Si ha la tendenza a schernirsene, come se il fatto non fosse rilevante. E invece è rilevante, eccome! Provate a iniziare la gara, senza avervi “alleggeriti” dell’inutile fardello, che a volte ben inteso, si tramuta anche in “aggravio psicologico”. Figurarsi anche la vera e propria tragedia del dover “rispondere in solido”, in simili frangenti e in modo “pressante”, alle richieste del corpo; tutto il nostro essere si rifiuta nel vero senso della parola di correre, concentrato com’è su quello che non a caso viene chiamato “bisogno”.

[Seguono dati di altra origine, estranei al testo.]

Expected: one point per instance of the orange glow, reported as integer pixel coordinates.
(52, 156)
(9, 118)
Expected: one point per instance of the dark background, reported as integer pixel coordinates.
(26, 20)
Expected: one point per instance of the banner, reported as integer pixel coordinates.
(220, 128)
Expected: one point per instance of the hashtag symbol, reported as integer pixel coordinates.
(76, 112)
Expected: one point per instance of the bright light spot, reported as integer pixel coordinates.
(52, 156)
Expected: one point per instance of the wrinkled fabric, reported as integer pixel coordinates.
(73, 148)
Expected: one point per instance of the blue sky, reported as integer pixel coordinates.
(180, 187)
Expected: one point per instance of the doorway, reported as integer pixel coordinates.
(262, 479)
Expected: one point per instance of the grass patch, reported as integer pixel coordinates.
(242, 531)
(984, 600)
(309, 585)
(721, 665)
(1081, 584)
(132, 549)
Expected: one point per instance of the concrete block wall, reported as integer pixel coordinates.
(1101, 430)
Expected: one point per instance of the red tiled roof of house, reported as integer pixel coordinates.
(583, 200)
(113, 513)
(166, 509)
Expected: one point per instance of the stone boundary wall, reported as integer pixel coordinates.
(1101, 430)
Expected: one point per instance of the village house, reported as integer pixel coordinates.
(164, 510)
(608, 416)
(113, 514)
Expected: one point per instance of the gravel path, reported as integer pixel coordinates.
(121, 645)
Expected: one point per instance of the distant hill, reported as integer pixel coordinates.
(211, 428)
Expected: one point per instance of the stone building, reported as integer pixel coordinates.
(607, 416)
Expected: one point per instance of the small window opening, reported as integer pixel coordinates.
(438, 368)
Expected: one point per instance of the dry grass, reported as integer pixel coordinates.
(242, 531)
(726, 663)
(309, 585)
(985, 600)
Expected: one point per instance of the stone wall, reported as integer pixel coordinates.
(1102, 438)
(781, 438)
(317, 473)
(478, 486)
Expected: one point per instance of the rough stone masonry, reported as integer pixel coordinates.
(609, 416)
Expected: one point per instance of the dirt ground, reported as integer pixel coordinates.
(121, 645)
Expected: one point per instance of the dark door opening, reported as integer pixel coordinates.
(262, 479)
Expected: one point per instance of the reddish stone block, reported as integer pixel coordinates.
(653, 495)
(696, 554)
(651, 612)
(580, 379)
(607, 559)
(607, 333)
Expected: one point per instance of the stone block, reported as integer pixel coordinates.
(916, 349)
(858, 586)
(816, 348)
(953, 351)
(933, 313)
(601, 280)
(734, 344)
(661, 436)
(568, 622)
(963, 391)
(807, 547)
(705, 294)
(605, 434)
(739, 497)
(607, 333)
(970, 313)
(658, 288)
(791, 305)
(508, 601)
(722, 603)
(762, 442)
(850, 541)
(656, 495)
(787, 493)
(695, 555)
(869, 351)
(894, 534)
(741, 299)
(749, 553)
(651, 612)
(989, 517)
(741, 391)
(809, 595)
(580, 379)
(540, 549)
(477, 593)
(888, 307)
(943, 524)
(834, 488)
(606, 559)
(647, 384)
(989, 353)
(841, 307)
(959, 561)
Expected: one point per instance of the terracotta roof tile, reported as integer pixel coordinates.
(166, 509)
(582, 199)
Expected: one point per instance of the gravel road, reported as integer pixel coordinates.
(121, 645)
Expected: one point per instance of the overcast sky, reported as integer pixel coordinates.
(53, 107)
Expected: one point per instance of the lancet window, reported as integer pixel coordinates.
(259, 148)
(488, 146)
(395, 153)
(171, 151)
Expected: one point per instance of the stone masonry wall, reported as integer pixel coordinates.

Non c’è podista che non abbia avuto questa esperienza. Anzi, possiamo arrivare a sostenere che non c’è podista che non abbia, domenicalmente, questa “fisiologica perplessità”, unita all’attenta “perlustrazione del luogo”. Sugli eventuali bagni chimici non si può fare affidamento: sono pochi e affollati (e con una igiene che mal si concilia con la salubrità che il podista di solito persegue). Ma, una volta “eletto” un posticino quale adatto alla bisogna, volete mettere?…, “sciogliersi” al contatto con la natura…!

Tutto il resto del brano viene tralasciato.